In interviews, they expounded their concept of Girl Power with a passion and intelligence often perceived as brash, gobby or “outspoken” – the revealing words we use to describe women who talk with confidence. “When you go and see a careers officer,” said Mel C in 1997, “and you sit down and say, ‘I want to be a spaceman’, instead of responding ‘Go study astrophysics’, they go, ‘Yeah, but what do you really want to do?’ That is so wrong. I think there should be a class in – what do you call it? – self-motivation. Self-motivation classes, self-esteem classes.”
Compared with the male-led Britpop of Oasis, Blur, Pulp and Suede, the Spice Girls felt truly radical.

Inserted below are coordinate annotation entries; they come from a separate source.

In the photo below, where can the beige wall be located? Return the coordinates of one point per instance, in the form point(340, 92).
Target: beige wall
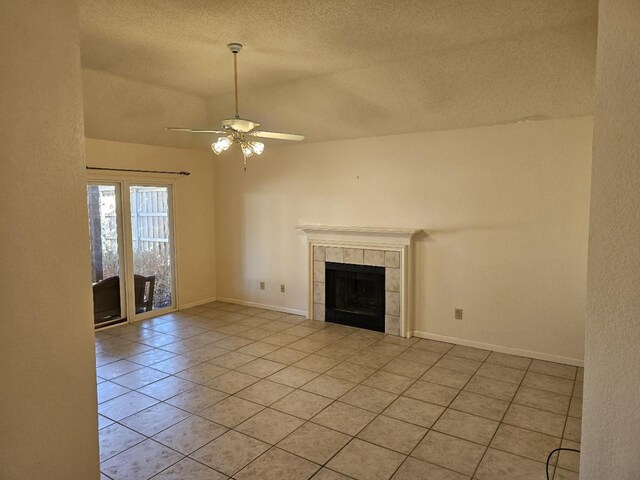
point(48, 417)
point(505, 208)
point(194, 215)
point(611, 420)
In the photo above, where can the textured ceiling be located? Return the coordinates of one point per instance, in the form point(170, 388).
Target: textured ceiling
point(333, 69)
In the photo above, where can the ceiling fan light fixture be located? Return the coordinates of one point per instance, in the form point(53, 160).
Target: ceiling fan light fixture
point(258, 147)
point(222, 144)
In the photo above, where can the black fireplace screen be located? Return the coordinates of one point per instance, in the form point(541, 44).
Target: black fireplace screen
point(355, 295)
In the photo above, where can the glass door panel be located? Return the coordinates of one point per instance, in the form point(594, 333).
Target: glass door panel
point(152, 247)
point(108, 290)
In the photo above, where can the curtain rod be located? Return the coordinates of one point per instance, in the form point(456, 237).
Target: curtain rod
point(138, 171)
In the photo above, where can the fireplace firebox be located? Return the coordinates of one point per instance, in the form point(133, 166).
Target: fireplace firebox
point(355, 295)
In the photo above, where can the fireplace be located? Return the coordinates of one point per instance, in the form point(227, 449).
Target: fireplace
point(355, 295)
point(389, 249)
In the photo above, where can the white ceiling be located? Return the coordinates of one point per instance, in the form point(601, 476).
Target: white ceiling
point(333, 69)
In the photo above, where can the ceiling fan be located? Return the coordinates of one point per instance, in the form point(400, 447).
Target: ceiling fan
point(240, 130)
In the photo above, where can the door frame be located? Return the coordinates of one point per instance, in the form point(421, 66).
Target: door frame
point(124, 181)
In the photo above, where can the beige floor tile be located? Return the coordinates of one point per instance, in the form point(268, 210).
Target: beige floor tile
point(231, 360)
point(116, 369)
point(277, 464)
point(497, 464)
point(578, 389)
point(405, 368)
point(432, 393)
point(389, 382)
point(197, 399)
point(261, 368)
point(258, 349)
point(202, 373)
point(326, 474)
point(434, 345)
point(336, 352)
point(542, 399)
point(562, 474)
point(548, 382)
point(480, 405)
point(293, 376)
point(115, 439)
point(365, 461)
point(269, 425)
point(393, 434)
point(286, 356)
point(232, 382)
point(281, 339)
point(314, 442)
point(175, 364)
point(190, 434)
point(458, 364)
point(533, 445)
point(469, 352)
point(352, 372)
point(230, 452)
point(125, 405)
point(414, 469)
point(573, 429)
point(108, 390)
point(232, 342)
point(150, 357)
point(419, 355)
point(448, 378)
point(453, 453)
point(414, 411)
point(141, 461)
point(492, 388)
point(555, 369)
point(231, 411)
point(569, 460)
point(328, 386)
point(302, 404)
point(104, 422)
point(316, 363)
point(264, 392)
point(167, 388)
point(154, 419)
point(502, 373)
point(344, 418)
point(467, 426)
point(191, 470)
point(534, 419)
point(513, 361)
point(368, 398)
point(575, 408)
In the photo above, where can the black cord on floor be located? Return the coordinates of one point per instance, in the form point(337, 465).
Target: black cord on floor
point(557, 450)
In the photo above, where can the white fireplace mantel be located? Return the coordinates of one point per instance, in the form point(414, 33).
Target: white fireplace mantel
point(387, 247)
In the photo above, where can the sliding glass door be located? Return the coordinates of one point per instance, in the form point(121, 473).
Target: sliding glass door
point(105, 236)
point(131, 233)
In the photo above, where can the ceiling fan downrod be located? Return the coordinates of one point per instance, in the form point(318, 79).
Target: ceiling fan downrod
point(235, 48)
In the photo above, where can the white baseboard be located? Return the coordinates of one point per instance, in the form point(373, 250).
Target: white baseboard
point(500, 348)
point(197, 303)
point(277, 308)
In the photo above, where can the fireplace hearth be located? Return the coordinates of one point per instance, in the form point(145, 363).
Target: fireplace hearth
point(355, 295)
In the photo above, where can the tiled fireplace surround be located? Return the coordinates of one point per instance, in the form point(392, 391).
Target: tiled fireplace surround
point(390, 248)
point(359, 256)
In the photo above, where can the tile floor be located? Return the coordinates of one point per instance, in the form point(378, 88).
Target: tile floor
point(225, 391)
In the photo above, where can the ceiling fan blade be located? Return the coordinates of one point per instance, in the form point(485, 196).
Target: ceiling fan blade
point(278, 136)
point(194, 130)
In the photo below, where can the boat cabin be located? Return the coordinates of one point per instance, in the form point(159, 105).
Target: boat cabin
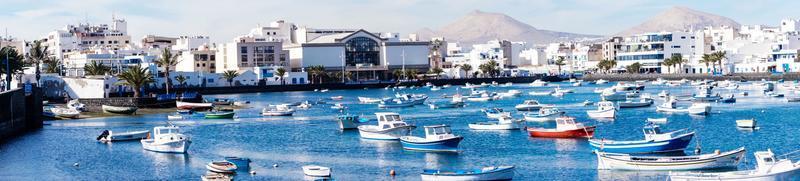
point(438, 132)
point(567, 123)
point(388, 120)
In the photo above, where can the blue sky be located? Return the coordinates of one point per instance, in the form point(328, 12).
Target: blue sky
point(225, 19)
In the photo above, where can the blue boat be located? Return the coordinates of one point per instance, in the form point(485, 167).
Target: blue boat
point(241, 163)
point(437, 138)
point(654, 142)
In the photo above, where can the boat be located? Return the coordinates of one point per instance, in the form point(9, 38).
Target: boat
point(277, 110)
point(495, 113)
point(390, 127)
point(119, 109)
point(529, 105)
point(634, 104)
point(221, 167)
point(654, 142)
point(437, 138)
point(65, 112)
point(768, 168)
point(108, 135)
point(485, 173)
point(219, 115)
point(503, 123)
point(657, 120)
point(74, 104)
point(566, 127)
point(538, 83)
point(605, 109)
point(746, 123)
point(716, 160)
point(241, 163)
point(338, 106)
point(349, 121)
point(540, 93)
point(166, 139)
point(316, 171)
point(193, 105)
point(544, 114)
point(728, 99)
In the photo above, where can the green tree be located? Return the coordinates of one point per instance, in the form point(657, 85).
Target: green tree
point(181, 80)
point(229, 76)
point(36, 55)
point(167, 60)
point(280, 72)
point(135, 77)
point(561, 61)
point(466, 68)
point(16, 60)
point(634, 68)
point(96, 68)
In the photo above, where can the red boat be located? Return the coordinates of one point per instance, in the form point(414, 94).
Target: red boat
point(566, 127)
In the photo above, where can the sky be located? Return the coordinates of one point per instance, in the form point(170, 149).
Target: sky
point(223, 20)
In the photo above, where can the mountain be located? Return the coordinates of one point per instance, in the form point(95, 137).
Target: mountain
point(479, 27)
point(679, 18)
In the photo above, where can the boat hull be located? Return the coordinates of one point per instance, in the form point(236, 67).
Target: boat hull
point(445, 145)
point(722, 161)
point(678, 143)
point(584, 132)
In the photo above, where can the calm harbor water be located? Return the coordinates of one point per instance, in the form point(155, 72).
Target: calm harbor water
point(312, 137)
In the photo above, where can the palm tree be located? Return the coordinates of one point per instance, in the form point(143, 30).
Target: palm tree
point(36, 55)
point(560, 62)
point(181, 80)
point(634, 68)
point(229, 76)
point(135, 77)
point(466, 68)
point(167, 60)
point(53, 65)
point(280, 72)
point(96, 68)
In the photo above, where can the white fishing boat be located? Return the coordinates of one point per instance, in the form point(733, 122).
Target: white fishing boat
point(277, 110)
point(657, 120)
point(538, 83)
point(316, 171)
point(746, 123)
point(768, 168)
point(495, 113)
point(390, 127)
point(502, 123)
point(108, 135)
point(369, 100)
point(605, 109)
point(65, 112)
point(544, 114)
point(530, 105)
point(485, 173)
point(716, 160)
point(221, 167)
point(167, 139)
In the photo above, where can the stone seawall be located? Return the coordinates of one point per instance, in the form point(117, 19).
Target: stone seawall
point(20, 113)
point(748, 76)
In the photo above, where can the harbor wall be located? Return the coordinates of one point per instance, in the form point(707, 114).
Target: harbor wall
point(20, 113)
point(738, 76)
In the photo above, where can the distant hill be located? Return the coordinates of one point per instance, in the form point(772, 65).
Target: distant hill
point(479, 27)
point(679, 18)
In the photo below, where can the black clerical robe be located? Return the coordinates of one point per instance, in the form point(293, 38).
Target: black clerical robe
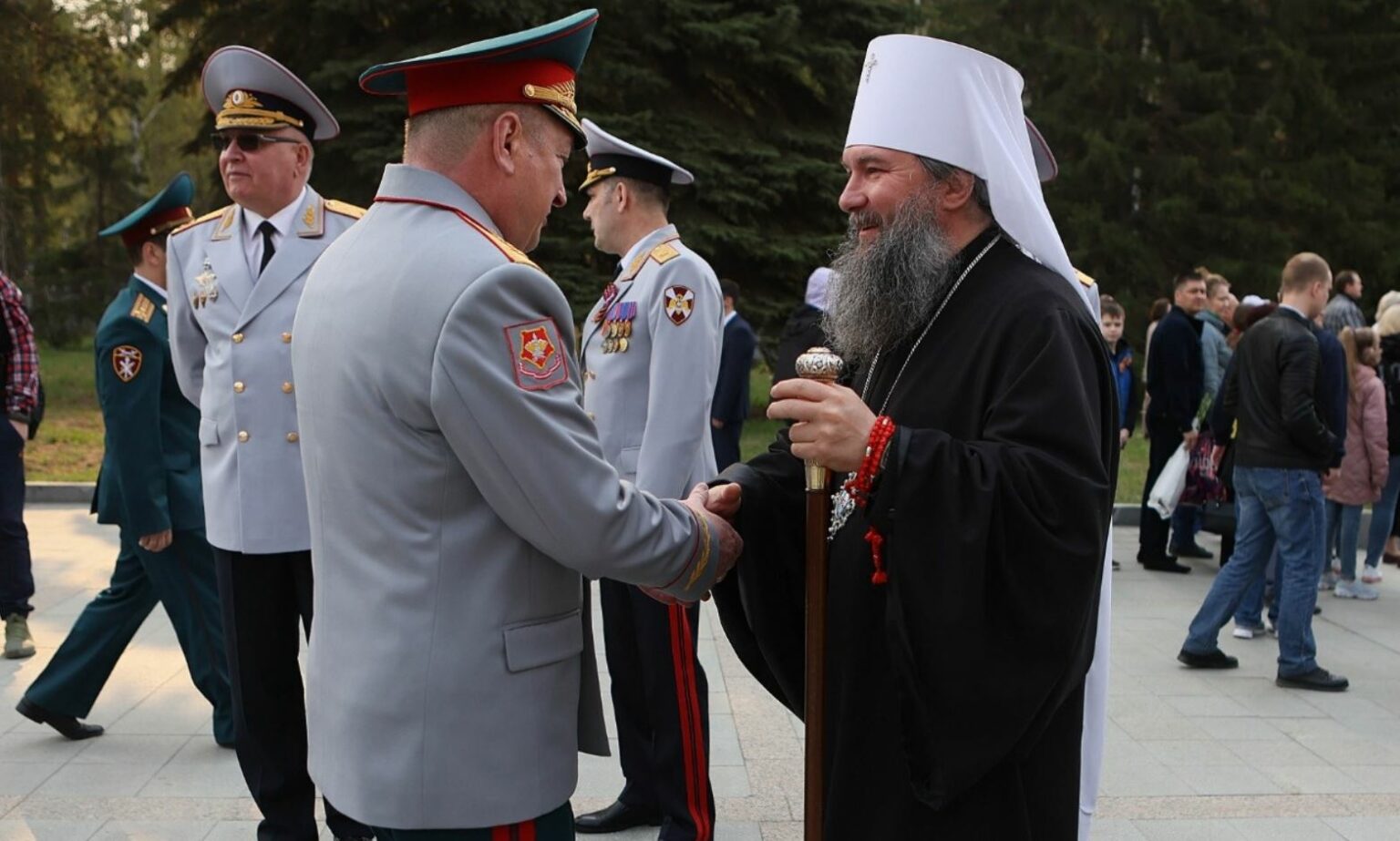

For myself, and I’m sure many others, the idea was planted for the first time that, even though we were girls, we didn’t have to be supporting characters.
Millions of people who bought the records 20 years ago are now in their late 20s and early 30s. What does Girl Power mean to us now? Do phenomena last after the fact? Does the message still have any power? While I won’t be desperately queueing for tickets, watching the videos and remembering the feeling of hearing and seeing the Spice Girls for first time has a power in itself, for me. It reminds me of a time I felt I could be what I wanted to be, with, in some strange way, “Say You’ll Be There” giving me permission to speak up and occupy a space. Two decades on, I could still do with remembering that sometimes.
In 1997, Acker ended her Spice Girls profile thus: “It is up to feminism to grow, to take on what the Spice Girls, and women like them, are saying, and to do what feminism has always done in England, to keep on transforming society as society is best transformed, with lightness and in joy.”
It is transforming, but it is happening too slowly. At a time when girls as young as seven believe their appearance is more important than character, or that brilliance is a male trait, an injection of Girl Power is more necessary than ever.